Desde el cobertizo, había visto cómo la niebla se extendía por el estrecho de Kalmar; la niebla más espesa que había visto desde que dejara el barco. Cuando llegó a la playa la sintió en la piel como una fría cortina, y tiritó como si estuviera en la cubierta de un barco a merced del frío. Unos minutos después todo a su alrededor se sumergió en una bruma blanca en la que no se veía nada.
En ese momento debería haber regresado a casa, con Ella y Jens. Y pensó hacerlo. Pero se quedó en el cobertizo y trabajó en la red una hora más.
Eso fue lo que ocurrió. Pero como se quedó en el cobertizo y tenía buen oído, sabía una cosa de la que nunca consiguió convencer a nadie, quizá sólo a Julia: Jens no había bajado al mar ese día. En tal caso Gerlof lo habría oído. Quizá la niebla atenuara un poco los sonidos, pero se oían.
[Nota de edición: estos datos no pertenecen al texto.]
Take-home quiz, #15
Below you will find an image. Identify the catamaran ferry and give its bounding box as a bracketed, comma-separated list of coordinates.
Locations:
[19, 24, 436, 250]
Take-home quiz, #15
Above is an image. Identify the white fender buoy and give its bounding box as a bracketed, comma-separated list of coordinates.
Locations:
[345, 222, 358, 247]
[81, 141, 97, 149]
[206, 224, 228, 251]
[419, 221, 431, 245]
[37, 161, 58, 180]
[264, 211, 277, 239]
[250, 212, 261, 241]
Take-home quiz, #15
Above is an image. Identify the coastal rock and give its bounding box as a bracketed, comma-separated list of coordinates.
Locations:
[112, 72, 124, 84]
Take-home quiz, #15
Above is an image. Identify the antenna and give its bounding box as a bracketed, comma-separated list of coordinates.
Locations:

Jens no se había ahogado como creía la policía, y su cuerpo no había sido arrastrado ni se había hundido en el fondo del estrecho de Kalmar.
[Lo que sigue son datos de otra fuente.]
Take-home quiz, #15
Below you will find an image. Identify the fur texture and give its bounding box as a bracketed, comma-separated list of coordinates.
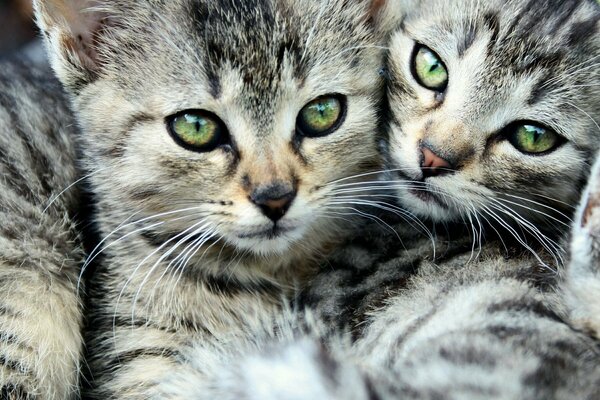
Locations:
[0, 60, 83, 399]
[388, 0, 600, 261]
[35, 0, 383, 399]
[161, 0, 600, 399]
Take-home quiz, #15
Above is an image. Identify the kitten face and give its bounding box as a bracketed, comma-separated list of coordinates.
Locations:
[389, 0, 600, 230]
[38, 0, 382, 255]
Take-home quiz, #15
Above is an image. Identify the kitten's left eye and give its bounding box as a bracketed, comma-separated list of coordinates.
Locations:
[167, 110, 227, 152]
[412, 46, 448, 92]
[507, 123, 562, 154]
[296, 95, 345, 137]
Jens se había dirigido a otro sitio distinto al mar.
Gerlof se inclinó sobre la mesa y escribió una sola frase.
«EL LAPIAZ ES COMO UN MAR.»
Sí. Ahí fuera cualquier cosa podía haber pasado inadvertida.
Dejó el bolígrafo sobre la mesa y cerró la libreta, y al abrir el cajón volvió a ver la sandalia envuelta en el papel de seda, y junto a ella un delgado libro que había sido publicado ese año.
Se trataba de una obra conmemorativa de sesenta páginas, titulada Naviera Malm: 40 años. Debajo del título se veía la fotografía de un barco.
Ernst le había prestado el libro a Gerlof durante su última visita, hacía dos semanas.
– Esto puede darnos alguna pista -le había dicho-. Mira en la página dieciocho.
Gerlof sacó el libro, lo abrió y hojeó hasta esa página. Debajo del texto había una pequeña fotografía en blanco y negro que ya había estudiado muchas veces.
La imagen era antigua. Representaba un muelle de piedra en un pequeño puerto, sobre el que se amontonaba una partida de largas tablas. Detrás del montón de madera se veía la negra popa de un pequeño velero, similar a cualquiera de los que Gerlof había gobernado; junto al montón se alineaba un grupo de hombres vestidos con ropa de trabajo negra y gorra de visera. Dos de ellos estaban delante y tenían las piernas separadas; uno le pasaba el brazo amigablemente por el hombro al otro.
Gerlof observó a los hombres, que le devolvieron la mirada.
Llamaron a la puerta con los nudillos.
– Café, Gerlof -anunció la voz de Boel.
– Voy -respondió Gerlof, y empujó la silla hacia atrás.
Se levantó de la mesa con cierta dificultad.
Pero no podía apartar la vista de los hombres de la foto.
Ninguno de ellos sonreía, y Gerlof tampoco les sonreía, pues tras la última conversación con Ernst estaba casi seguro de que uno de ellos había causado la muerte de su nieto Jens, y a continuación había ocultado su cuerpo para siempre.
El único problema era que no sabía cuál de ellos lo había hecho.
Cerró con un suspiro el libro y lo guardó en el cajón del escritorio.
Luego cogió el bastón y salió lentamente a tomar un café.